COMPUTATIONAL METHODS IN MACROECONOMICS - 2022/3
Module code: ECO3063
Module Overview
This module introduces students to computational methods for solving and simulating economic models. The student will learn basic results and techniques in numerical analysis, acquire a working knowledge of programming language (e.g. Matlab, Python, Julia, etc), and learn how to apply these tools to analyse quantitative implications of macroeconomic dynamic models and macroeconometrics.
Module provider
Economics
Module Leader
TSUJIYAMA Hitoshi (Economics)
Number of Credits: 15
ECTS Credits: 7.5
Framework: FHEQ Level 6
Module cap (Maximum number of students): N/A
Overall student workload
Independent Learning Hours: 85
Lecture Hours: 22
Tutorial Hours: 5
Guided Learning: 38
Module Availability
Semester 2
Prerequisites / Co-requisites
none.
Module content
-Command the basics of programming language
-Numerical analysis
-Basic dynamic macroeconomic models
-Macroeconomic policy analysis with computational modeling and coding
Assessment pattern
Assessment type | Unit of assessment | Weighting |
---|---|---|
Coursework | Group Coursework | 50 |
Examination Online | Examination | 50 |
Alternative Assessment
An individual coursework assignment
Assessment Strategy
The assessment strategy is designed to provide students with the opportunity to demonstrate: Familiarity and understanding of the theoretical notions of numerical methods as well as being able to implement quantitative analysis through programming language of real world macroeconomic policy.
Thus, the summative assessment for this module consists of:
- a final coursework worth 50% of the final grade
- an exam worth 50% of the final grade
Formative assessment & feedback
Students receive verbal feedback during the in-person lectures, workshops and tutorial sessions. Students are provided with a set of exercises relating to the lecture material which they solve independently or in teams in preparation for the tutorials. In these seminar tutorials, they receive feedback on their answers, and guidance on how these answers could be improved. In addition to this, students receive guideline solutions online. Office hours provide students with further feedback and consultation opportunities.
Module aims
- Appreciation of the relevance of computational analysis in economics
- Understand basic techniques for macroeconomic modelling
- Be able to write intuitive algorithms and clear computer code
Learning outcomes
Attributes Developed | ||
001 | Understanding numerical methods for economic analysis | CKP |
002 | Establish a computational strategy to solve an economic model | CKP |
003 | Investigate the impact of macroeconomics policy with quantitative analysis | CKP |
004 | Develop effective teamwork on a common project | CKPT |
Attributes Developed
C - Cognitive/analytical
K - Subject knowledge
T - Transferable skills
P - Professional/Practical skills
Methods of Teaching / Learning
The learning and teaching strategy is designed to: Explore the theoretical concepts of numerical methods and familiarize with computation coding. Be able to apply the computational technique learned in the lectures to macroeconomic policy. Equip students with the necessary knowledge and skills to enable them to conduct independent research in the field of quantitative economics. The learning and teaching methods include:
-2 hours lecture x 11 weeks
-1 hour tutorial x 5 weeks
Indicated Lecture Hours (which may also include seminars, tutorials, workshops and other contact time) are approximate and may include in-class tests where one or more of these are an assessment on the module. In-class tests are scheduled/organised separately to taught content and will be published on to student personal timetables, where they apply to taken modules, as soon as they are finalised by central administration. This will usually be after the initial publication of the teaching timetable for the relevant semester.
Reading list
https://readinglists.surrey.ac.uk
Upon accessing the reading list, please search for the module using the module code: ECO3063
Other information
This module incorporates some of the University's five pillars of learning as follows:
Resourcefulness and resilience: Students in this module will develop their understanding and skills through assessment and feedback in tutorials.

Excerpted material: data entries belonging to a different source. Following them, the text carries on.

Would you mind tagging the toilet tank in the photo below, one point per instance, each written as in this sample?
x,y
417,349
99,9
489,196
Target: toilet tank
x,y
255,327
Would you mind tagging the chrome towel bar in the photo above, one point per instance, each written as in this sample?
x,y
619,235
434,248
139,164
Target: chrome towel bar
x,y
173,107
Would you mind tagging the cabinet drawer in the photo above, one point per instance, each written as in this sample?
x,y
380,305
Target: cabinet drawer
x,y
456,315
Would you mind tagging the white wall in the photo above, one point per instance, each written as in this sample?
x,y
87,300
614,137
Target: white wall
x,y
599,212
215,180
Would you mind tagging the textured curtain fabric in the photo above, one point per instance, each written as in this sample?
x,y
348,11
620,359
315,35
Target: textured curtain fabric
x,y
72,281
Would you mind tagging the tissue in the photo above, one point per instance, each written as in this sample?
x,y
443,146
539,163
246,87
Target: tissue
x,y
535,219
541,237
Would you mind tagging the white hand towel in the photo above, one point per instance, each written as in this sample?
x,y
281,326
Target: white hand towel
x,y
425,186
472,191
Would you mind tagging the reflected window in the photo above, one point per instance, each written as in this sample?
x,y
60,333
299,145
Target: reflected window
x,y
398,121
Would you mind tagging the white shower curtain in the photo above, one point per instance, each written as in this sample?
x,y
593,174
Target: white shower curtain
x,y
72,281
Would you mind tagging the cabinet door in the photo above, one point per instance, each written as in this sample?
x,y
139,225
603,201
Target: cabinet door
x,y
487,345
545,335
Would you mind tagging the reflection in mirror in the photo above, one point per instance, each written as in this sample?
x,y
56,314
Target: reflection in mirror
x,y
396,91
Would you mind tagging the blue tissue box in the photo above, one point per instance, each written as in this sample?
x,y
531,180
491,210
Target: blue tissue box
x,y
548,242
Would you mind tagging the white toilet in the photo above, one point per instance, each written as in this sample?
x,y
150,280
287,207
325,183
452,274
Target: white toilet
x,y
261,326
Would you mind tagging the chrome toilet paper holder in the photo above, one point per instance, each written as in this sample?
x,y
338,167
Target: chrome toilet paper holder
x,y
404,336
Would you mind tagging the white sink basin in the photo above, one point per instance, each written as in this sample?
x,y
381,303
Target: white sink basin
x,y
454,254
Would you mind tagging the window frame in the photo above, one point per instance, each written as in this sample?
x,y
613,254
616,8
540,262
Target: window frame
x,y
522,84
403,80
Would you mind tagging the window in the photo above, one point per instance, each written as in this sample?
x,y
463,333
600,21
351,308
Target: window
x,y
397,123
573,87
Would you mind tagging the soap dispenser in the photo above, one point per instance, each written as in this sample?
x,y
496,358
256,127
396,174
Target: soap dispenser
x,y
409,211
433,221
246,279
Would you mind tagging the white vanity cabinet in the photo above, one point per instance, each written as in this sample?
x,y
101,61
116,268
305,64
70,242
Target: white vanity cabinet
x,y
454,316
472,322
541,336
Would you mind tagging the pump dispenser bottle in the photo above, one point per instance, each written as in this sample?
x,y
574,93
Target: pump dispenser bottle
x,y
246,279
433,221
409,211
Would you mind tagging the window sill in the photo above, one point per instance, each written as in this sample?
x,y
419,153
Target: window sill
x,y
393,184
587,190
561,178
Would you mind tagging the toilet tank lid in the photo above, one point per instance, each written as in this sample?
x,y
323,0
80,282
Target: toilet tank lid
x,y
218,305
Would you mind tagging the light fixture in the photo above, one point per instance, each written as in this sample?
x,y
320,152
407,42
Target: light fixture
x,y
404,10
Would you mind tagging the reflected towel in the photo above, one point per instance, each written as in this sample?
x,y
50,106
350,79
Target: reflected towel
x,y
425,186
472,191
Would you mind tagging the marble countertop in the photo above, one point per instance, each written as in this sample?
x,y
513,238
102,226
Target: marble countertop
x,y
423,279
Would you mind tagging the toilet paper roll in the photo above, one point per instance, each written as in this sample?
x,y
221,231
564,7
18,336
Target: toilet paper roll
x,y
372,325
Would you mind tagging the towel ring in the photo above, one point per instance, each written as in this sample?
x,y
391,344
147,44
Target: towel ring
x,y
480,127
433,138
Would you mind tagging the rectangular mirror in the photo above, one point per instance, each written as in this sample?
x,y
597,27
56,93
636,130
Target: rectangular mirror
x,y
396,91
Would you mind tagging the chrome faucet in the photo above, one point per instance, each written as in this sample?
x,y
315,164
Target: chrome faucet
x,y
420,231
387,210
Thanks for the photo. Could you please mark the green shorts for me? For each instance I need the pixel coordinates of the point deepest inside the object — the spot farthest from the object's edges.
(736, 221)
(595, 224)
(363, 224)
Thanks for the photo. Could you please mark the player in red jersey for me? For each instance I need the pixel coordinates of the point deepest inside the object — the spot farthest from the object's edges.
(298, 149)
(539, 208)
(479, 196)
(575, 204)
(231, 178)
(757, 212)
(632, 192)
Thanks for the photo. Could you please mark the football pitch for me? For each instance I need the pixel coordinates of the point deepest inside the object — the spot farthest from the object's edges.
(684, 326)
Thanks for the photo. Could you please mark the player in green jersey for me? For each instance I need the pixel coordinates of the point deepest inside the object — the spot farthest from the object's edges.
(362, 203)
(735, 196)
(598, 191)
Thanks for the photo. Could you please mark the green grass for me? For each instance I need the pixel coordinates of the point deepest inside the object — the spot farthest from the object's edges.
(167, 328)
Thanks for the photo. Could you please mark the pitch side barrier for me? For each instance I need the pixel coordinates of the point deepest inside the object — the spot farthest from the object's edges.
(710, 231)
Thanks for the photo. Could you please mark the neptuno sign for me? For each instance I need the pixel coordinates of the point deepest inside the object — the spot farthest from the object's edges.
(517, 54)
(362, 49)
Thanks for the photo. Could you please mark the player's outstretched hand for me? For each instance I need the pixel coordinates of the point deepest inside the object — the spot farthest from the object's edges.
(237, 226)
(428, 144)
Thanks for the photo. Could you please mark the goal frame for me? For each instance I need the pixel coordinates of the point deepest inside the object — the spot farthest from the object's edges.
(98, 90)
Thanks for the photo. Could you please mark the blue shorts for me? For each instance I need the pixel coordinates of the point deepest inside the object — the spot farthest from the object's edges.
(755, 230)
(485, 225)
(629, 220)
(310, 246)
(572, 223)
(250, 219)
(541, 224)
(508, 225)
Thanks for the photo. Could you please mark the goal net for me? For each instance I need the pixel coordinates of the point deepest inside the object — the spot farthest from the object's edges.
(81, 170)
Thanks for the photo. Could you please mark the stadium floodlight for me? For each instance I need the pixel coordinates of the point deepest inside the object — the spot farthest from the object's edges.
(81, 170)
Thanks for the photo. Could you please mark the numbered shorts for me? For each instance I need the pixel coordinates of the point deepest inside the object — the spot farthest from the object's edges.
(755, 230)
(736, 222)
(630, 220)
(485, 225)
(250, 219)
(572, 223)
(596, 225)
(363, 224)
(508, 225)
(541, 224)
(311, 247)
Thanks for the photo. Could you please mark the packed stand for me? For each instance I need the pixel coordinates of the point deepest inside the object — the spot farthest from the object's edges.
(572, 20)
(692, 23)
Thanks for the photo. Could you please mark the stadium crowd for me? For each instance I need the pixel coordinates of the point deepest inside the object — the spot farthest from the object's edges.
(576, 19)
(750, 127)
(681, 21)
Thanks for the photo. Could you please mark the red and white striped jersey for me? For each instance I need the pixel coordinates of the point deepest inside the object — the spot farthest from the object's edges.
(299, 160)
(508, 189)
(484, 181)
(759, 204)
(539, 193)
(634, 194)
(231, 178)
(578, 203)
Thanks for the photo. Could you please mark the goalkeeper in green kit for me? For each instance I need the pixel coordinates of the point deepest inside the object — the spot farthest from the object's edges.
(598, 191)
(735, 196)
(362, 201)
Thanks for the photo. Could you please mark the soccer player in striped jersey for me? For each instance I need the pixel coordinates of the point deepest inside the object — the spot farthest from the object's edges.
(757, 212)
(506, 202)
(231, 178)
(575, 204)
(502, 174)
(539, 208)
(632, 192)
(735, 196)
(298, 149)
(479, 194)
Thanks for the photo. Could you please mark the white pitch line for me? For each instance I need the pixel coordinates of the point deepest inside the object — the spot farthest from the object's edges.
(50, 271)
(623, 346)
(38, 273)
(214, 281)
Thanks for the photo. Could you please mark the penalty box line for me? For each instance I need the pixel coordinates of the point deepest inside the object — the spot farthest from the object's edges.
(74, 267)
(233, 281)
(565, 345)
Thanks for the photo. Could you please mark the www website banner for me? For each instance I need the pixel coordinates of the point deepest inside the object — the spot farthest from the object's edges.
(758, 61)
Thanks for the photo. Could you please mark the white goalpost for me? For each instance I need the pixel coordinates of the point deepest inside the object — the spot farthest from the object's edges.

Tutorial feedback sessions are designed to provide students with the opportunity to ask questions and deepen their understanding of the topics.
Employability: This module will provide students with relevant soft skills to prepare them to successfully compete in the labour market and continuing education.
Digital Capabilities: This module will provide students with relevant programming skills to carry out quantitative work.
Programmes this module appears in
Programme | Semester | Classification | Qualifying conditions |
---|---|---|---|
Economics and Finance BSc (Hons) | 2 | Optional | A weighted aggregate mark of 40% is required to pass the module |
Economics BSc (Hons) | 2 | Optional | A weighted aggregate mark of 40% is required to pass the module |
Economics and Mathematics BSc (Hons) | 2 | Optional | A weighted aggregate mark of 40% is required to pass the module |
Business Economics BSc (Hons) | 2 | Optional | A weighted aggregate mark of 40% is required to pass the module |
Please note that the information detailed within this record is accurate at the time of publishing and may be subject to change. This record contains information for the most up to date version of the programme / module for the 2022/3 academic year.